### Example of using feature scaling in scikit-learn

In [None]:
import numpy as np
import matplotlib.pyplot as plt
%matplotlib inline

For many learning algorithms it can be a major problem if the various features differ in terms of magnitude.

To exemplify, we make a synthetic toy dataset by generating normally distributed numbers in two dimensions. The first dimension has a much larger variance than the second dimension, which you can see in the scatterplot.

In [None]:
X = np.random.normal(size=(40, 2)) * [0.2, 10] + [1.7, -3.2]

plt.figure(figsize=(5, 5))
plt.scatter(X[:,0], X[:, 1], marker='.')
plt.axis([-20, 20, -20, 20]);

The `StandardScaler` applies the transformation
$
f_{new} = \frac{f - \bar{f}}{\sigma_f}
$ to each dimension, where $\bar{f}$ is the mean and $\sigma_f$ the standard deviation for that dimension.
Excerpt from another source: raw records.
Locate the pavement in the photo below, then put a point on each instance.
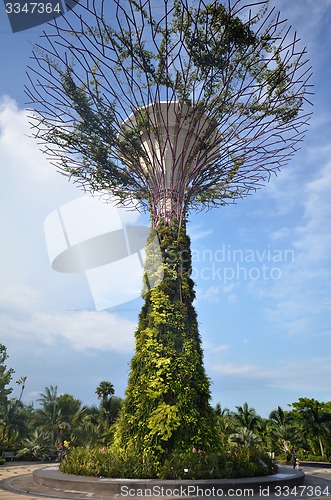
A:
(16, 483)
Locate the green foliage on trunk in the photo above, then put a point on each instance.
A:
(167, 400)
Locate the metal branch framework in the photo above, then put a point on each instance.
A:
(176, 104)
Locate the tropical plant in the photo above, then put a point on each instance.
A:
(179, 107)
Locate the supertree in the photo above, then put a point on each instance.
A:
(178, 105)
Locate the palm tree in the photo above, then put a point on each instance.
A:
(315, 419)
(104, 390)
(38, 445)
(245, 437)
(247, 417)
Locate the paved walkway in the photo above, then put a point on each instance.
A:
(317, 487)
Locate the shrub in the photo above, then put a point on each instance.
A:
(194, 464)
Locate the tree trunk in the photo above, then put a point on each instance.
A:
(167, 399)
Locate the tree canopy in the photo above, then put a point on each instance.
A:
(231, 73)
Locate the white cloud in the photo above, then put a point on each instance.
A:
(293, 375)
(22, 320)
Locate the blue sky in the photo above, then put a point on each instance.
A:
(262, 266)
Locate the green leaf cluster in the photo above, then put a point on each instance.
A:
(167, 400)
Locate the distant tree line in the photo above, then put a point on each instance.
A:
(35, 432)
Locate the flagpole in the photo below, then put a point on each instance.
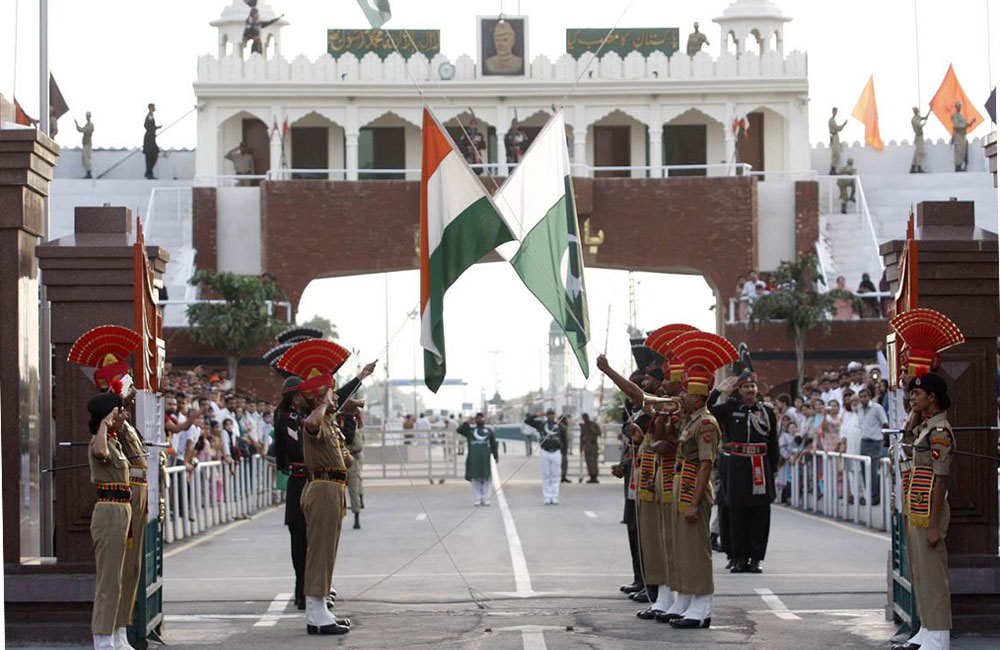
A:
(47, 425)
(916, 46)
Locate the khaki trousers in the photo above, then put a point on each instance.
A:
(929, 574)
(323, 507)
(355, 488)
(108, 528)
(132, 565)
(692, 548)
(590, 456)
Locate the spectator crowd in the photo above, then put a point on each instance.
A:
(842, 410)
(206, 420)
(753, 285)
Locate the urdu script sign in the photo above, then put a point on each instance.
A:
(622, 40)
(362, 41)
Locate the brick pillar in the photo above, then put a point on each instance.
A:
(90, 282)
(27, 158)
(957, 275)
(806, 217)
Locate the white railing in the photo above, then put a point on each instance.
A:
(412, 453)
(215, 493)
(496, 168)
(271, 304)
(845, 489)
(655, 69)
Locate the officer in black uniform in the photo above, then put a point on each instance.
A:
(748, 459)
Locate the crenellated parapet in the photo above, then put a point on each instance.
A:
(372, 69)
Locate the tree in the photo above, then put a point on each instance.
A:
(239, 324)
(797, 302)
(322, 324)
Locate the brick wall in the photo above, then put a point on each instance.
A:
(316, 229)
(204, 228)
(806, 217)
(774, 354)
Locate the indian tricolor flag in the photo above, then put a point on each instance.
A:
(458, 225)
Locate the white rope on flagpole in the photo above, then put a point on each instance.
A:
(916, 46)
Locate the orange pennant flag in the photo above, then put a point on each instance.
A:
(867, 112)
(943, 103)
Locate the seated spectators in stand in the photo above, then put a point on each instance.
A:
(869, 306)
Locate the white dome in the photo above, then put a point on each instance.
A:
(752, 9)
(238, 10)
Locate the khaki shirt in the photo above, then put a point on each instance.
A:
(933, 444)
(113, 469)
(324, 449)
(698, 441)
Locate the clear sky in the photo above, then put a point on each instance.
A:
(114, 56)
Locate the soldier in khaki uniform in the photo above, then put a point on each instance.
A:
(106, 349)
(590, 439)
(697, 447)
(324, 500)
(109, 523)
(927, 513)
(135, 450)
(928, 444)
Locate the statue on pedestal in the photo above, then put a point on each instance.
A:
(960, 145)
(919, 153)
(695, 40)
(86, 145)
(835, 148)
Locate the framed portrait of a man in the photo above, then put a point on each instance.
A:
(503, 46)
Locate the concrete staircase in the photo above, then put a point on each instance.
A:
(891, 195)
(165, 208)
(846, 245)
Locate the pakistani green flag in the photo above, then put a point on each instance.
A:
(537, 203)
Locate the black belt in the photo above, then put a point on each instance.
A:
(745, 448)
(335, 475)
(114, 492)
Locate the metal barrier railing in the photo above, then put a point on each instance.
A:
(835, 484)
(215, 493)
(412, 453)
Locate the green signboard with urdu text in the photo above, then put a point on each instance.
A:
(622, 40)
(362, 41)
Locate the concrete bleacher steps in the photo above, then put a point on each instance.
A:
(845, 241)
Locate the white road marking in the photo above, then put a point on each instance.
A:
(274, 611)
(218, 531)
(777, 607)
(533, 640)
(830, 612)
(854, 529)
(522, 579)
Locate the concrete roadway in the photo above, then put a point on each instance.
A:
(548, 578)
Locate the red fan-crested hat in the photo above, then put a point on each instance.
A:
(106, 349)
(927, 333)
(702, 353)
(314, 361)
(660, 341)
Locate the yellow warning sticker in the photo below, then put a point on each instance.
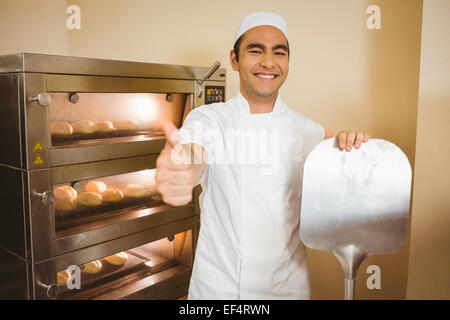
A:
(38, 146)
(38, 160)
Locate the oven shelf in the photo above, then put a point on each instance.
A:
(118, 224)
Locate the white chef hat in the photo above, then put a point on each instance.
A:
(261, 19)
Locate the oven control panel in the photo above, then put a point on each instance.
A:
(214, 94)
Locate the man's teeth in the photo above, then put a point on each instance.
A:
(266, 76)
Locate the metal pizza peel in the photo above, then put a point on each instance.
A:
(355, 204)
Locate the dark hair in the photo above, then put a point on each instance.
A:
(238, 43)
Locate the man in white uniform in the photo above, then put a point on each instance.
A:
(248, 154)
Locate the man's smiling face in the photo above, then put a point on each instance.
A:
(263, 62)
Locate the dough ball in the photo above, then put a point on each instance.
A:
(93, 267)
(83, 126)
(112, 195)
(95, 186)
(90, 198)
(62, 277)
(61, 128)
(126, 125)
(103, 126)
(65, 198)
(118, 259)
(134, 191)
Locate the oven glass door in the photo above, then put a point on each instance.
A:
(80, 119)
(83, 204)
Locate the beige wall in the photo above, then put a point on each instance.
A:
(429, 262)
(341, 74)
(33, 26)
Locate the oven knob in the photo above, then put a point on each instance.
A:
(47, 197)
(74, 97)
(44, 99)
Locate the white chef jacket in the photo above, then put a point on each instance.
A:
(249, 245)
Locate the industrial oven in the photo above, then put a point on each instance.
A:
(80, 217)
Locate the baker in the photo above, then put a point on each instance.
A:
(248, 155)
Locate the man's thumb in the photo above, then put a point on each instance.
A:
(171, 133)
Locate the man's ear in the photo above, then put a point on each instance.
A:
(233, 61)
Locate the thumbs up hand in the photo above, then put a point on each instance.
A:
(174, 171)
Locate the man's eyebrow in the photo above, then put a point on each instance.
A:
(256, 45)
(280, 46)
(262, 46)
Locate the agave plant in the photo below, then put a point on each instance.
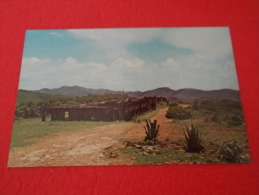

This will result in each dimension having a mean of 0 and a standard deviation of 1.

Please note that when our data is stored in a *sparse* matrix, for instance when we have a `DictVectorizer` or a `CountVectorizer`, the `StandardScaler` will be created with the option `with_mean=False`. This means that we don't subtract $\bar{f}$. The reason is that we want to keep the matrix sparse: if an entry was zero before the transformation, we'd like it to be zero after the transformation also.

As usual, the call `fit_transform` consists of a call to `fit` and then to `transform`. In this case, `fit` will compute the mean and standard deviation, and then `transform` will apply the formula mentioned above.

In [None]:
from sklearn.preprocessing import StandardScaler

sc = StandardScaler()
Xs = sc.fit_transform(X)

Below is a plot of the same data, after the `StandardScaler` has been applied.

In [None]:
plt.figure(figsize=(5, 5))
plt.scatter(Xs[:,0], Xs[:, 1])
plt.axis([-3, 3, -3, 3]);

A `MinMaxScaler` instead apply the transformation $f_{new} = \frac{f - f_{min}}{f_{max} - f_{min}}$, where $f_{min}$ and $f_{max}$ are the minimal and maximal values of the feature that we have observed in our training data.

This will result in a transformed dataset where the new minimal value of each feature is 0, and the maximal value is 1.

In [None]:
from sklearn.preprocessing import MinMaxScaler

sc = MinMaxScaler()
Xs = sc.fit_transform(X)

In [None]:
plt.figure(figsize=(5, 5))
plt.scatter(Xs[:,0], Xs[:, 1])
plt.axis([0, 1, 0, 1]);

The `MaxAbsScaler` applies a similar transformation.